Mick Peter’s playful installations incorporate imagery influenced by illustration and commercial art. His sculptures are often enlarged drawings, used to animate the narrative of his exhibitions which satirise the symbols of power and authority as well as art making itself.
Peter’s work is held in public and private collections including Henry Art Gallery, Washington; Arts Council England; FRAC des Pays de la Loire; CAPC Bordeaux; Domaine Départemental de Chamarande; Artothèque de Caen; FRAC Basse-Normandie; and SONS Museum.
Selected solo exhibitions include those held at BALTIC (2019); Deborah Bowmann, Brussels (2018/19); Glasgow International (2018); Galerie Crèvecoeur, Paris (2017); Workplace, Gateshead (2016); Tramway, Glasgow (2015); Drawing Room, London (2016); Popcorn Plaza, part of Generation: 25 Years of Contemporary Art in Scotland, Jupiter Artland, Edinburgh (2014); and Almost Cut My Hair, part of Generation: 25 Years of Contemporary Art in Scotland, Tramway Hidden Gardens, Glasgow (2014).
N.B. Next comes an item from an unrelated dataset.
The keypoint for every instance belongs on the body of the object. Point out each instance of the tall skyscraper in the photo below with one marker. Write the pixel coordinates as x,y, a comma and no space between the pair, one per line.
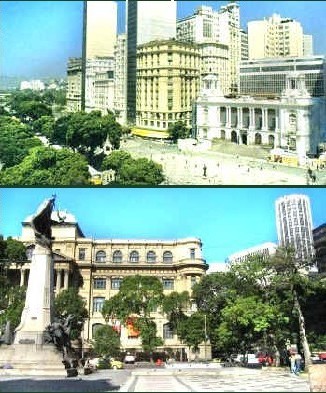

Selected group exhibitions include Voyage au long cours, FRACNormandie, Caen (2018); Natural Selection, Galerie 5, Angers (2016); France and ‘Corps narratifs’, Domaine départemental de Chamarande (2016); Puddle, pothole, portal, Sculpture Center, New York (2014); L’Echo, FRAC des Pays de la Loire, Carquefou (2014); Monument, FRAC Basse-Normandie (2014); and British British Polish Polish: Art from Europe’s Edges in the Long ’90s and Today, Centre for Contemporary Art, Ujazdowski Castle, Warsaw (2013).
Awards include Creative Scotland Open Fund: Sustaining Creative Development (2020); Creative Scotland Open Fund award (2015); Henry Moore Foundation (2015); and Glasgow Visual Art & Craft Award (2014).